Looking for Faster way to update Table - boolean field

Taking a step back, the core purpose of my database is to catalog different files on my computer. I start out by scanning specific directories and building a dictionary of all found files (I used to use a Collection for these found files, but the dictionary runs much faster).
I do it the other way around. I create a dictionary of all the files in the table. Then I iterate through the directories with FSO and
test - If ExDict.Exists(myFile.Path) = False Then ... - and write the file info to the table if missing.

edit: This post uses that method - https://www.access-programmers.co.u...port-of-directory-listing.315741/post-1743323
 
Last edited:
One question that hasn't been asked is how often will you want to do this? If it is seldom, or once only, or just an initial load then anything that does the job is OK.

Only if it is a regular occurrence for regular updates does seeking the best way makes sense. Also there is no hint at the number of files involved: tens, hundreds, thousands, tens of thousands?

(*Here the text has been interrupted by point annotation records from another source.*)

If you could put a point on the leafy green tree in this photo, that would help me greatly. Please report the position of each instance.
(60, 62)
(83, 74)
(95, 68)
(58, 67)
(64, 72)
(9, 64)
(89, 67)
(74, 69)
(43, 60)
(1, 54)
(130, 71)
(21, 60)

I must admit the whole approach suggested at the start of the thread seems flawed to me. My archive database processing is achieved with File System object and Update queries. Similar I expect to Moke123, but without any dictionary step.
 
One question that hasn't been asked is how often will you want to do this? If it is seldom, or once only, or just an initial load then anything that does the job is OK.

Only if it is a regular occurrence for regular updates does seeking the best way makes sense. Also there is no hint at the number of files involved: tens, hundreds, thousands, tens of thousands?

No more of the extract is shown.